Estrogen

At menopause, ovarian follicles no longer respond to stimulation by gonadotropins; consequently, estrogen levels decrease despite an increase in gonadotropin levels.

Estrogen is the most effective treatment for menopausal symptoms. However, estrogen therapy is now recommended only for short-term amelioration of moderate to severe menopausal symptoms (eg, hot flushes); alternative treatments should be offered for symptoms or effects that require long-term management. This change in recommendation reflects recent findings about long-term use of estrogen therapy. Long-term therapy is sometimes used, depending on a patient's preferences and risk of developing certain disorders and on severity of menopausal symptoms.

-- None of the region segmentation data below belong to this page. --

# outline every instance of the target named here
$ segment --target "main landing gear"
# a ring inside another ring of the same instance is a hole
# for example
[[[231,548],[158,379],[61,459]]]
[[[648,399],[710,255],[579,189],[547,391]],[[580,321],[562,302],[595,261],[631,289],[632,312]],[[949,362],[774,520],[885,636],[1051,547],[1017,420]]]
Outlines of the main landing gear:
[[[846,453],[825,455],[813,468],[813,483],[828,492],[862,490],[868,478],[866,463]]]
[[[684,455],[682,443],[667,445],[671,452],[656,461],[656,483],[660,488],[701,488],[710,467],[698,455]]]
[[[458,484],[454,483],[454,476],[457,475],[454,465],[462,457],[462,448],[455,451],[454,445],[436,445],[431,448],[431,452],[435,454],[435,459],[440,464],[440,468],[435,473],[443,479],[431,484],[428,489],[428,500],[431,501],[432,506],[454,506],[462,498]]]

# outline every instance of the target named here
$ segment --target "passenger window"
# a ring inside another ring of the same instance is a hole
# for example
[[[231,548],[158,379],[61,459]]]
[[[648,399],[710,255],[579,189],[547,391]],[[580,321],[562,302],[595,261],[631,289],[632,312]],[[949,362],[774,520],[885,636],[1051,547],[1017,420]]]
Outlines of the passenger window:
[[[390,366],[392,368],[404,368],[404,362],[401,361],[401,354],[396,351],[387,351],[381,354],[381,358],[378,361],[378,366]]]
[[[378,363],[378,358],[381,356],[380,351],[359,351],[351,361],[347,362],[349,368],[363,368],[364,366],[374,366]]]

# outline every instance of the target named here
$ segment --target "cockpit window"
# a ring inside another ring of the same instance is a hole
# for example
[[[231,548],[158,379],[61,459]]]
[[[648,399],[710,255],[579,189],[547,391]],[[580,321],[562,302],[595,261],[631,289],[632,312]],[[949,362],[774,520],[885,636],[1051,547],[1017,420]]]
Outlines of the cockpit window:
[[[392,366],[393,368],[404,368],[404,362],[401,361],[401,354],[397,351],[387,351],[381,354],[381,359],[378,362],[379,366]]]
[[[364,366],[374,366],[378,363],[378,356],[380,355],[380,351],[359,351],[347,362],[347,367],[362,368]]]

Estrogen increases risk of endometrial cancer; thus, if estrogen is used, women who have a uterus are given estrogen plus progesterone (combination therapy) to reduce this risk. Combination therapy reduces risk of postmenopausal bone loss, consequent spine and hip fractures, and colorectal cancer. However, long-term use to prevent such disorders is no longer recommended because combination therapy increases yearly incidence of breast cancer, ischemic stroke, deep vein thrombosis, pulmonary embolism, dementia, and coronary artery disease. Risk of coronary artery disease almost doubles during the first year of estrogen therapy and is particularly high for women with high pretreatment levels of low density lipoprotein cholesterol; aspirin and statins do not prevent the increase in risk. In women taking estrogen therapy, breast cancers that develop are larger and more likely to be metastatic, and false-positive mammograms are more common.

If estrogen is used, the lowest effective dose should be used for the shortest possible time, and women should be monitored for the above disorders and advised to modify risk factors for these disorders through lifestyle changes (eg, control of hypertension, smoking cessation, weight loss, exercise). Need for continued estrogen therapy should be reevaluated at least once a year.

Estrogen alone decreases incidence of hip fractures and does not affect the incidence of coronary artery disease; however, it increases the incidence of ischemic stroke and possibly of venous thromboembolism. Effects on risk of breast cancer, dementia, and colorectal cancer are less clear.

For treatment of hot flushes in menopausal women, commonly used estrogens (eg, oral conjugated equine estrogens, oral and transdermal 17-estradiol) appear to have consistent, comparable effects and may have similar adverse effects. Transdermal estrogen therapy is indicated for patients with certain medical conditions that preclude oral estrogens, including hypertriglyceridemia, no response to oral estrogens, oral estrogen-induced hypertension, and high-risk cholelithiasis. Using topical forms of estrogen avoids first-phase metabolism and minimizes fluctuations in blood estrogen levels. For treating vaginal dryness or atrophy, topical estrogens (eg, creams, vaginal tablets or rings) are as effective as oral estrogens. Systemic adverse effects of estrogens depend only on the amount of estrogen absorbed; long-term risks of oral and topical estrogen therapy are similar. Patches may cause local skin rash or itching. The most recent data from the Women's Health Initiative (WHI) study are available at the WHI participant web site.

Usually, other treatments can provide the same benefits as estrogen. For prevention of bone loss, options include raloxifene, Ca, vitamin D, and exercise. Options for treatment of osteoporosis include bisphosphonates and, for women who cannot tolerate bisphosphonates, raloxifene or calcitonin.

This topic was last updated March 2006.